Profile

I am a researcher in Physics at the University of Southampton. I love to skate, play video games and sew. At the moment, especially as the skate parks and ice rinks at closed, I’m really into Animal Crossing: New Horizons (who isn’t?)! When I’m not working, I can be found at the local makers club either 3D printing. Currently we are making personal protective equipment for the NHS and local care homes – we’ve made and delivered over 4,500 so far!

At sixth form, I studied English, Art, Physics and Maths at A-level. When choosing my A-level subjects, I was sure that I wanted to study some kind of English Literature based topic at University… Until I found I really liked Physics! More specifically, I liked being able to describe how things worked using equations.

After sixth form, I did a four year undergraduate course in Physics at the University of Bath. I really enjoyed my time studying Physics with lots of interesting new people! I decided to stay and keep learning.

When I’m not working, I enjoy rollerskating!

Recently, I left the University of Bath to go to the University of Southampton. I joined the Airguide Photonics group which works on hollow core fibres. My work involves investigating and splicing hollow core fibres.

When I’m not hiding in a dark lab, I also love rollerskating, gaming or sewing.

Three optical fibres that are transmitting red light. (Image: James Stone)

I design, modify and test optical fibres. These are thin, long strands of very pure glass, typically about the size of human hair, that guide light across extremely long distances.

I work within a team at the University of Southampton to investigate hollow core fibres and their applications. Usually, optical fibres are made of solid glass, but hollow core fibres are, well… hollow on the inside! This means their structure is almost inside out to a normal optical fibre!

There are very different types of day I can have, depending on what type of work I need to do:

• Testing optical fibre
• Modifying optical fibres

Testing the optical fibre involves investigating how it is working. We need it to carry light well, so it needs to lose very little! On these days, I will spend my morning setting up the necessary equipment to do this – it can take time to look for all of the tools that I need, as expensive equipment is often shared!

Once I have the equipment I need, I will launch laser light into the fibre. This can be very fiddly, because the laser light needs to fall on the end of the very thin fibre to get inside. I have to get the most light I can into my fibre in order to test it. I use a detector or a camera to see how well the fibre carries the light.

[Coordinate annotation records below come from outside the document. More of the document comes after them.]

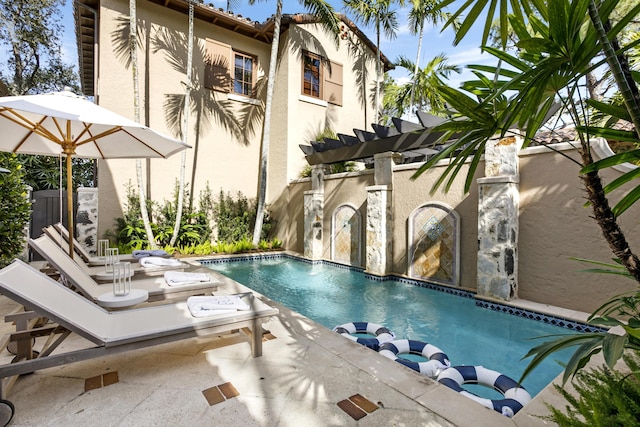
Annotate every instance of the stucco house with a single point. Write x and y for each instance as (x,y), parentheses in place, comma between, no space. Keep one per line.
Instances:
(514,237)
(319,85)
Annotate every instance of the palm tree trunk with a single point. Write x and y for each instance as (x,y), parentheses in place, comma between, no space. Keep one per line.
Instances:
(593,184)
(133,44)
(377,95)
(417,67)
(185,129)
(264,150)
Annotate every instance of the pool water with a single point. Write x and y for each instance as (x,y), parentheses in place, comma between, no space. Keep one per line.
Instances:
(468,334)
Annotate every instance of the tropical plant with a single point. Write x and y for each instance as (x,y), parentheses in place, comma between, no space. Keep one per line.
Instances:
(15,209)
(604,398)
(133,52)
(45,172)
(328,19)
(384,19)
(31,30)
(422,11)
(194,229)
(423,91)
(559,43)
(235,218)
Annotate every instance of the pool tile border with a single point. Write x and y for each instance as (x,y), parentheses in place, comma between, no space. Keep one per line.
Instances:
(489,305)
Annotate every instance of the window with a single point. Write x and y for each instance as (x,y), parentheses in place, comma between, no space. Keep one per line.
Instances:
(243,74)
(227,70)
(311,75)
(321,78)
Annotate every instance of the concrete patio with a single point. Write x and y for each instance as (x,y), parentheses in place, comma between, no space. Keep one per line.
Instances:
(308,376)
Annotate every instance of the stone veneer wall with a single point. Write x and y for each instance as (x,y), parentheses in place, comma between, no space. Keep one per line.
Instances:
(346,236)
(434,244)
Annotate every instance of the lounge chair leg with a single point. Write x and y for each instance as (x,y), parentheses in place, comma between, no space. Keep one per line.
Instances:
(256,338)
(6,412)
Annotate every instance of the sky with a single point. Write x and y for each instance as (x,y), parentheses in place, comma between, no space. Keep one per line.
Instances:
(435,41)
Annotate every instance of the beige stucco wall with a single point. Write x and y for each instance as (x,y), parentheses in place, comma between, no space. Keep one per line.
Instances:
(223,162)
(299,119)
(555,226)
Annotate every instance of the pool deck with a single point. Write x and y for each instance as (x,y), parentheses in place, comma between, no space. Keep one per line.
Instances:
(306,376)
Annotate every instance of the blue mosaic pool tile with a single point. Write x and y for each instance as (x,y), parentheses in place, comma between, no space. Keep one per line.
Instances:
(540,317)
(514,311)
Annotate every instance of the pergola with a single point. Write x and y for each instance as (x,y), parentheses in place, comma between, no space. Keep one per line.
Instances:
(414,141)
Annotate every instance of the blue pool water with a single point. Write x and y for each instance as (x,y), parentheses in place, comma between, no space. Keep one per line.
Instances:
(468,334)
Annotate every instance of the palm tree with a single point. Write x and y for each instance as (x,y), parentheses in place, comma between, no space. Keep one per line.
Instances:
(133,46)
(185,128)
(421,12)
(378,13)
(521,9)
(564,38)
(329,20)
(423,91)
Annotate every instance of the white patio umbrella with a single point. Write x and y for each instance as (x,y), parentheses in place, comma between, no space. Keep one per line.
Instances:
(63,122)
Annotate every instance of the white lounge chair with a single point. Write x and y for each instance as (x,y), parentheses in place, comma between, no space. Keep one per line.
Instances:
(108,332)
(156,286)
(59,234)
(99,272)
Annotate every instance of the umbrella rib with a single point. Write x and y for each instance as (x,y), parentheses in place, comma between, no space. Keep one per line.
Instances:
(32,127)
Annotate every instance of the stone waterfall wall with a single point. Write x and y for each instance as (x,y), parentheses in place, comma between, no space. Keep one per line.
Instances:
(498,204)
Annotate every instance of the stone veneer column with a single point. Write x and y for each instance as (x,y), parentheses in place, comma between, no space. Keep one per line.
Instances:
(314,214)
(87,219)
(498,204)
(379,222)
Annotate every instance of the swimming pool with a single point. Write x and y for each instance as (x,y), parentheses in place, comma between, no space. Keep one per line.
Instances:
(468,334)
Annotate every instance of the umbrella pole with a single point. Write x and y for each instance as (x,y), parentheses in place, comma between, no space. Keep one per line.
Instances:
(70,204)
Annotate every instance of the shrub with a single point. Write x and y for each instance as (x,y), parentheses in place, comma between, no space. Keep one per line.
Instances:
(605,397)
(15,209)
(235,218)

A powerful laser beam is sent through the optical fibre in a dark lab.

If I want to modify optical fibres, I will use a “splicer”. Cleaved ends of optical fibre are held, heated and then pushed together to form a “splice” where two parts of separated fibre are now joined together. This is really important to be able to launch into the fibre consistently and reliably, and needs to be done very carefully! Other things I might do on a splicer is to “taper” a fibre. This is when the fibre is heated and stretched. Lots of cool structures can be made with this method, that make optical fibres really powerful devices for all sorts of applications in telecommunications, biomedical fields and sensing.

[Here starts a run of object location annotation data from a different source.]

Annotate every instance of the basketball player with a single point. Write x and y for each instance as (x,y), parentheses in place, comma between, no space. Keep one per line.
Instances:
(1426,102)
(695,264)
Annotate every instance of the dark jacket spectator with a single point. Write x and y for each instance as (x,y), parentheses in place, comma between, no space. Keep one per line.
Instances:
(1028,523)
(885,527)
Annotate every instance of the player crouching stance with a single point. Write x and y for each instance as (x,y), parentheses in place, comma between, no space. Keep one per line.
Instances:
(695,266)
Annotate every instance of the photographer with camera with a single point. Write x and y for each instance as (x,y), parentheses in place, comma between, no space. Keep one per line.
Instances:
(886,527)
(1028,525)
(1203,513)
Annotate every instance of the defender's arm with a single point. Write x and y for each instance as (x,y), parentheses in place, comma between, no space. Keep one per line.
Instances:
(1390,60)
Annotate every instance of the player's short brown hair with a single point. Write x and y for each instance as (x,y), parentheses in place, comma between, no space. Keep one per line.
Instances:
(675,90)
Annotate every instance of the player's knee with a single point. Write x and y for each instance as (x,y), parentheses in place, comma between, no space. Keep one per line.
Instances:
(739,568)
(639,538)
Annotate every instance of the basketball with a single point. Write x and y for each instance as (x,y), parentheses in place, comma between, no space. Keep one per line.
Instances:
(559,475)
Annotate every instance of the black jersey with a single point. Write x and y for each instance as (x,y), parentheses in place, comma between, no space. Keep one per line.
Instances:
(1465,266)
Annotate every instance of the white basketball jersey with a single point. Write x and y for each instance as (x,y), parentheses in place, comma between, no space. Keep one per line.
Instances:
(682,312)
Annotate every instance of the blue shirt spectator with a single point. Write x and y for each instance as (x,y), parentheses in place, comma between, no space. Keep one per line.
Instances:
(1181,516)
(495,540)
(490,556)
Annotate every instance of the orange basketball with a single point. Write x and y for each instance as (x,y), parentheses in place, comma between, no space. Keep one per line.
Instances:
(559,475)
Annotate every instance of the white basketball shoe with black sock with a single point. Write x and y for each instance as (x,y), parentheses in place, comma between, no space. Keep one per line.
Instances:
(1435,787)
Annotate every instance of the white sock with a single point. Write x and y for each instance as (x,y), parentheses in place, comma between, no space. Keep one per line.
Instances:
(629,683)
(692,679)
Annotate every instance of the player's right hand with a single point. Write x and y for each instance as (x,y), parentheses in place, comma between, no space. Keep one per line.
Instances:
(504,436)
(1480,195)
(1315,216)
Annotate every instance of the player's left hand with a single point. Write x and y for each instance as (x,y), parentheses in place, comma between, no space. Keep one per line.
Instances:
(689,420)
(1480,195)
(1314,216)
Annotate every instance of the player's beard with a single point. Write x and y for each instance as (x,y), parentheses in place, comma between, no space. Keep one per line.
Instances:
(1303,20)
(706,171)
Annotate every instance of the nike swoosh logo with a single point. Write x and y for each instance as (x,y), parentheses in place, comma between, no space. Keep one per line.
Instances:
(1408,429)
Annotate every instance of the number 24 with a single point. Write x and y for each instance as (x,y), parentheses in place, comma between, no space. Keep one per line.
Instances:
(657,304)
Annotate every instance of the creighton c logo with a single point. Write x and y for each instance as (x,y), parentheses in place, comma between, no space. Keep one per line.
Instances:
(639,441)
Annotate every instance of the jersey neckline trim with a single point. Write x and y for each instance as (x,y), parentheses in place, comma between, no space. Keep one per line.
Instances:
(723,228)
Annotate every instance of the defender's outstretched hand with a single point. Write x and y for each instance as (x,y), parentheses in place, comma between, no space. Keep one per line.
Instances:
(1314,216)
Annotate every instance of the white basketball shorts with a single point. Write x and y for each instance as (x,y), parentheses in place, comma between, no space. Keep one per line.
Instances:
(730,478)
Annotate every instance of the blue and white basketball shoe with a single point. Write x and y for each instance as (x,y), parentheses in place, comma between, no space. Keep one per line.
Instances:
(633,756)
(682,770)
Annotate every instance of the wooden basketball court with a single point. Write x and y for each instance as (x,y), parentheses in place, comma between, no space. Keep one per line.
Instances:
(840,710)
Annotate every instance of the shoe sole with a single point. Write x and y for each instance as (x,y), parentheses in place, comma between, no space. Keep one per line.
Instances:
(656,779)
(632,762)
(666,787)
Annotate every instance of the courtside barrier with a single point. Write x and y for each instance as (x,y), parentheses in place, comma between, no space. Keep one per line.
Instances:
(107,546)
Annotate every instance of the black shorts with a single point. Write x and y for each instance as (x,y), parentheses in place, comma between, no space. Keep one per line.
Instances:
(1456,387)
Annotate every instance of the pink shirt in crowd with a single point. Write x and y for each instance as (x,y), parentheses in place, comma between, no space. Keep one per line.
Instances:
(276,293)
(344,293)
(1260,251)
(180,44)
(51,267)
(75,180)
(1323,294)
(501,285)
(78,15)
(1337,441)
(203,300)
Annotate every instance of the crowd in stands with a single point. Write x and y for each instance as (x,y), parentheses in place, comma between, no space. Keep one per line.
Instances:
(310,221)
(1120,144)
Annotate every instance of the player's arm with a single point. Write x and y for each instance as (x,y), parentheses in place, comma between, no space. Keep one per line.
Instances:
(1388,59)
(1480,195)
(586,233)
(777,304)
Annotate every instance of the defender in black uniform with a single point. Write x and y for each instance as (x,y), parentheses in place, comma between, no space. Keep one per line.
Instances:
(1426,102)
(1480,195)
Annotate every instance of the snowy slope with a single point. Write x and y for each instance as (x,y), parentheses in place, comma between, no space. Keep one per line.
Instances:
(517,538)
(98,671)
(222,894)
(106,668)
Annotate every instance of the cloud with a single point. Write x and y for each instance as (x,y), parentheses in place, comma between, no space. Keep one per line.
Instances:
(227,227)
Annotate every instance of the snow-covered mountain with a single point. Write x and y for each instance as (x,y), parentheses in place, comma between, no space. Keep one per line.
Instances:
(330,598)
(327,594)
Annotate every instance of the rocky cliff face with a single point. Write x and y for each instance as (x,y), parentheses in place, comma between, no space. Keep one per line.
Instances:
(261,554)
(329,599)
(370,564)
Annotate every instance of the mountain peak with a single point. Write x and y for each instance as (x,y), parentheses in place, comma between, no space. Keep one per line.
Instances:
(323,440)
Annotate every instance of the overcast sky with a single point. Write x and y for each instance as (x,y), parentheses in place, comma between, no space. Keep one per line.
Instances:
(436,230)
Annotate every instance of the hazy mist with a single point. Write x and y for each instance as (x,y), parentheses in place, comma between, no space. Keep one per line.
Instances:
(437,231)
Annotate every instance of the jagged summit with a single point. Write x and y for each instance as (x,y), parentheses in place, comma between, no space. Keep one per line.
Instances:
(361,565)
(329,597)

Optical fibres are beautiful and very visually interesting to look at! We really love showing them off, but due to their small size the can be difficult. We have carefully created demonstrations, pre-recorded videos, image galleries, or very rigid models.

An example of some optical fibre equipment that I used with the general public.

While these are all exciting to look at and have a conversation around, my favourite activity that I have done with the public is making a mini spectroscope to take home. Spectroscopes are tools for inspecting the different colours that make up a beam of light, which look very beautiful and are also very scientifically informative. It is important for me that the audience gets to connect with, handle, and build their own science experiments. Spectroscopes are perfect for this, but there is no reason that optical fibres can’t be real hands-on experiments for general audiences too!

One of our scientists shows her audience how to use their freshly made spectroscopes (Image: William Wadsworth).

However, to make real imaging fibre experiments a public engagement activity, I would like to make some new experiments with 3D printed tools and raspberry pis. For example, using a 3D printed microscope, a raspberry pi camera, and some microscope lenses, we could show our real fibres in our public engagement activities. This would allow people to see, use and handle the real fibres themselves, rather than just images and demonstrations. How to build this equipment and experiment is then really easy to share, so anybody with access to a 3D printer could recreate this demonstration! Your school could easily have their own fibre optics experiment!

Onion cells through an imaging fibre. With some equipment, people could use the imaging fibre to do this themselves in our public engagement!